A 20.0-L nickel container was charged with 0.852 atm of xenon gas and 1.34 atm of fluorine gas at 400°C. The xenon and fluorine react to form xenon tetrafluoride. What mass (g) of xenon tetrafluoride can be produced assuming 100% yield?

The chemical reaction for the given scenario can be written as:
Xe + 2F_2 -> XeF_4
That is, 1 mole of xenon reacts with 2 moles of fluorine to produce 1 mole of xenon tetrafluoride.
In this question, 0.852 atm of xenon gas reacts with 1.34 atm of fluorine gas. Using the ideal gas law, we can calculate the moles of each of the reactants.
Therefore, moles of xenon = PV/RT = (0.852 atm x 20 l)/(0.08205 l atm/mole k  x 673 k) 
= 0.309 moles 
(Do remember to convert the temperature to the Kelvin scale.)
Similarly, moles of fluorine = 0.485 moles
Now, using the stoichiometry, we can see that fluorine is in limited quantity since 0.309 moles of xenon will react with 0.618 moles (= 2 x 0.309 moles) of fluorine gas. And hence, the fluorine gas will dictate how much product will be formed.

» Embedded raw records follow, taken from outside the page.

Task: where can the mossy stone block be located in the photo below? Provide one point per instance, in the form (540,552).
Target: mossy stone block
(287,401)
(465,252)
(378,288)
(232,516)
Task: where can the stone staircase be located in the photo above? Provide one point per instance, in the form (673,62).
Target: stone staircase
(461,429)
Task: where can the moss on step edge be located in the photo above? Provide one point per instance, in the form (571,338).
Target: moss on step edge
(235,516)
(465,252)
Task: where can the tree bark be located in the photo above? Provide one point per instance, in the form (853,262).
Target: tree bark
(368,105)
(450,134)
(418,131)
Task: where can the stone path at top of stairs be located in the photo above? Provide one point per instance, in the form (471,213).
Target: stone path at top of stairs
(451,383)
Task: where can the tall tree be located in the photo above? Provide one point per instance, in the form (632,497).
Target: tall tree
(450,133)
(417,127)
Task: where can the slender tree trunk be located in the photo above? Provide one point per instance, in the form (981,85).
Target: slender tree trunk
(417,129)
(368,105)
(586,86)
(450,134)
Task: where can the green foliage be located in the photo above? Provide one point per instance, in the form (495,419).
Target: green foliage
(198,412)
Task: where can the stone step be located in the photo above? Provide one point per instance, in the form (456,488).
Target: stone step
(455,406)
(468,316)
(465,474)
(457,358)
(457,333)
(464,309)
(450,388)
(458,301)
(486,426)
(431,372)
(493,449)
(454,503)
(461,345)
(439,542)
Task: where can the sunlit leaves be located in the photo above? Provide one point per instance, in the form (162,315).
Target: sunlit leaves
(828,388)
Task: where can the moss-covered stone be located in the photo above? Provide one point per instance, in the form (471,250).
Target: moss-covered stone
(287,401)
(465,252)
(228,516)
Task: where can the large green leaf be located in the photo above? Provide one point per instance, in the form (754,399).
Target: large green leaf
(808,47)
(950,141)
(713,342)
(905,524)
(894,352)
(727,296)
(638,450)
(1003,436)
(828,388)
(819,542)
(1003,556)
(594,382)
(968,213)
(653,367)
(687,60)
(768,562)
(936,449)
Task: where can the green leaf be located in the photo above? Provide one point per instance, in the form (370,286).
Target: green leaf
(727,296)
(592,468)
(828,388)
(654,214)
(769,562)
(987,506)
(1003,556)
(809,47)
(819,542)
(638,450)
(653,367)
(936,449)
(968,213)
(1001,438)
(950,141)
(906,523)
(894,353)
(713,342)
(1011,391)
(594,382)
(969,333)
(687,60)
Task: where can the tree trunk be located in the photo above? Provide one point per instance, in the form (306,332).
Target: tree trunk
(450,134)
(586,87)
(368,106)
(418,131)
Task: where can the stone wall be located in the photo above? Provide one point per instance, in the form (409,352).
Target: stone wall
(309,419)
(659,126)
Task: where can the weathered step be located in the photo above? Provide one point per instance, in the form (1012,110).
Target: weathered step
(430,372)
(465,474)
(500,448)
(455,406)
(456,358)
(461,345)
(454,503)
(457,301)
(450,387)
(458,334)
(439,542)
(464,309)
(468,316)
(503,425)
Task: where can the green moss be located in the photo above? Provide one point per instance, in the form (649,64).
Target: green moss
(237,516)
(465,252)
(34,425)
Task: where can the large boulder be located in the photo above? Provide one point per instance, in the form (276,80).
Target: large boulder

From the chemical equation, 2 moles of fluorine produces 1 mole of xenon tetrafluoride. And hence the moles of xenon tetrafluoride produced are:
moles of xenon tetrafluoride = 1/2 x 0.485 moles = 0.243 moles
The molecular mass of xenon tetrafluoride is 207.28 gm/moles and hence the total amount of xenon tetrafluoride that is formed is 50.37 gm (= 0.243 moles x 207.28 g/mole).
Hope this helps.